Shell shares slide despite axing 9,000 jobs

Shell lorry
Shell lorry

Shares in Shell tumbled to a new low on Wednesday after the oil titan announced 9,000 job cuts following a historic crash in oil prices.

Europe's largest oil company is culling 10pc of its workforce following a vow earlier this year to embrace green energy and slash its carbon emissions to net zero by 2050, in the latest sign of seismic changes sweeping the oil industry.

Shell launched an extensive review last month aimed at restructuring the company in response to low oil prices following a Covid collapse in demand, and the shift to a post-oil world where fossil fuel drilling becomes less lucrative.

The firm has said the job cuts will help it save up to $2.5bn (£1.9bn) annually by 2022.

Much of these cuts will come from Shell's upstream division, company sources said, signalling a lasting move away from the business of drilling for oil.

The axe is likely to fall hard on  Shell's 6,500 staff who work on North Sea upstream projects, which aim to open up new sources of oil.

Oil companies have been under tremendous pressure this year after the coronavirus pandemic triggered a collapse in prices, with the International Energy Agency (IEA) describing April as the worst month ever for the industry.

Ben van Beurden, chief executive of Shell, said: "Make no mistake: this is an extremely tough process. It is very painful to know that you will end up saying goodbye to quite a few good people."

The news comes five months after Shell slashed its dividend for the first time since the Second World War in response the crisis.

The company's A shares fell 2pc to 963.9p - below their March nadir of 970.8p - while the B shares dropped 1.7pc to 940.2p.

Mr Van Beurden is to take direct control of multiple Shell divisions of  in an effort to simplify its operations and shore up its finances. He hinted that this would include technical staff, the mergers and acquisitions team and the marketing division.

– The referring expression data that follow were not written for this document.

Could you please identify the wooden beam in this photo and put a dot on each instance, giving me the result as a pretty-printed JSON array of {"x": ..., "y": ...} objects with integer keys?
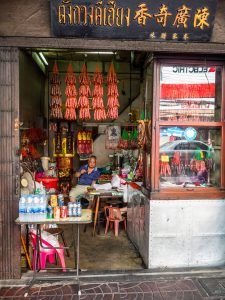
[{"x": 162, "y": 47}]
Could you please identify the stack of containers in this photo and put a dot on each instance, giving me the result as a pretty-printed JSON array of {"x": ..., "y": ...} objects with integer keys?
[
  {"x": 33, "y": 207},
  {"x": 57, "y": 209}
]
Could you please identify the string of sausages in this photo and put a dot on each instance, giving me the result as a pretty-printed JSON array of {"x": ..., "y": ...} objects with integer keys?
[
  {"x": 113, "y": 94},
  {"x": 97, "y": 100},
  {"x": 71, "y": 93},
  {"x": 84, "y": 93},
  {"x": 55, "y": 93}
]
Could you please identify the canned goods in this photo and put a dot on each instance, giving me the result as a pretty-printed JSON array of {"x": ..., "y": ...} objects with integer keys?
[
  {"x": 63, "y": 212},
  {"x": 74, "y": 209},
  {"x": 49, "y": 212},
  {"x": 56, "y": 212},
  {"x": 60, "y": 200},
  {"x": 70, "y": 209},
  {"x": 53, "y": 200}
]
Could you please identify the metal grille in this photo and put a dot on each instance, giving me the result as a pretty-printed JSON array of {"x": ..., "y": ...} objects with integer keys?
[{"x": 9, "y": 163}]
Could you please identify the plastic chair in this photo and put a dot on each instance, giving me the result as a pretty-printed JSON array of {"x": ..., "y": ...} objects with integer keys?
[
  {"x": 44, "y": 253},
  {"x": 113, "y": 216}
]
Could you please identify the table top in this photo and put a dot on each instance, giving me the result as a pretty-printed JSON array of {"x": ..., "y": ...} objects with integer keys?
[
  {"x": 105, "y": 193},
  {"x": 86, "y": 218}
]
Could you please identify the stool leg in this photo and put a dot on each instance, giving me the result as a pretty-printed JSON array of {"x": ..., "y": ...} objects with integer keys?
[
  {"x": 99, "y": 222},
  {"x": 65, "y": 244}
]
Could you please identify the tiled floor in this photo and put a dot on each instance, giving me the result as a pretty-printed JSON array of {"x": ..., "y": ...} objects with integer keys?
[{"x": 181, "y": 289}]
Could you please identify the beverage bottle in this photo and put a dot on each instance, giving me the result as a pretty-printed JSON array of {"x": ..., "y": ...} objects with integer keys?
[
  {"x": 29, "y": 207},
  {"x": 79, "y": 209},
  {"x": 22, "y": 209},
  {"x": 43, "y": 208},
  {"x": 70, "y": 209},
  {"x": 36, "y": 208},
  {"x": 75, "y": 206}
]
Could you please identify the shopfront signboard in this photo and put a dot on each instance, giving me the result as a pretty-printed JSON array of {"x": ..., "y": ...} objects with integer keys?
[{"x": 176, "y": 20}]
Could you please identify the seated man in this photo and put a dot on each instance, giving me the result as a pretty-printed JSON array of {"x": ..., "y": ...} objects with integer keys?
[{"x": 87, "y": 174}]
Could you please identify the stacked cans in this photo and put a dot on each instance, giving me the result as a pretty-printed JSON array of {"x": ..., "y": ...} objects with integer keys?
[
  {"x": 56, "y": 209},
  {"x": 74, "y": 209}
]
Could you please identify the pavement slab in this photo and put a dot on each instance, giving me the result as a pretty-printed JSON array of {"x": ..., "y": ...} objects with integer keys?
[{"x": 157, "y": 289}]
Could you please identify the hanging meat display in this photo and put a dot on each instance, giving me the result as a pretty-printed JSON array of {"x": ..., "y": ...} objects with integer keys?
[
  {"x": 58, "y": 143},
  {"x": 84, "y": 142},
  {"x": 113, "y": 94},
  {"x": 97, "y": 100},
  {"x": 55, "y": 93},
  {"x": 84, "y": 93},
  {"x": 71, "y": 93}
]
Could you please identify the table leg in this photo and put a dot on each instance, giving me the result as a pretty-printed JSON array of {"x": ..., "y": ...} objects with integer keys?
[
  {"x": 36, "y": 259},
  {"x": 96, "y": 214},
  {"x": 76, "y": 237}
]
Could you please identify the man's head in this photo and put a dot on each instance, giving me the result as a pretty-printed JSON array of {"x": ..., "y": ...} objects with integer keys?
[{"x": 92, "y": 161}]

He said: "We have looked closely at how we are organised and we feel that, in many places, we have too many layers in the company.

"Too many levels between me, as the chief executive, and the operators and technicians at our locations."

Shell also issued a stark trading update ahead of its third quarter results at the end of October. Its prized upstream division is expected to post a loss after warning of significantly lower oil production for the quarter.

Output levels have been sharply reduced over the three months after hurricanes and measures related to the pandemic forced the closure of several offshore platforms owned by the group.

Mr Van Beurden said on Wednesday that 12 people working for the company had died of Covid-19 since the start of the pandemic.

Meanwhile Shell said its chemicals business, gas division and oil products unit will suffer a one-off earnings hit from tax charges to the tune of hundreds of millions of dollars.

Some experts are worried that the jobs lost this year from the oil industry may never return as the fossil fuel industry shrinks permanently due to the rise of alternative energy sources. Rival oil major BP said earlier this year that following more than a century of steady growth, the world has likely now passed peak oil demand.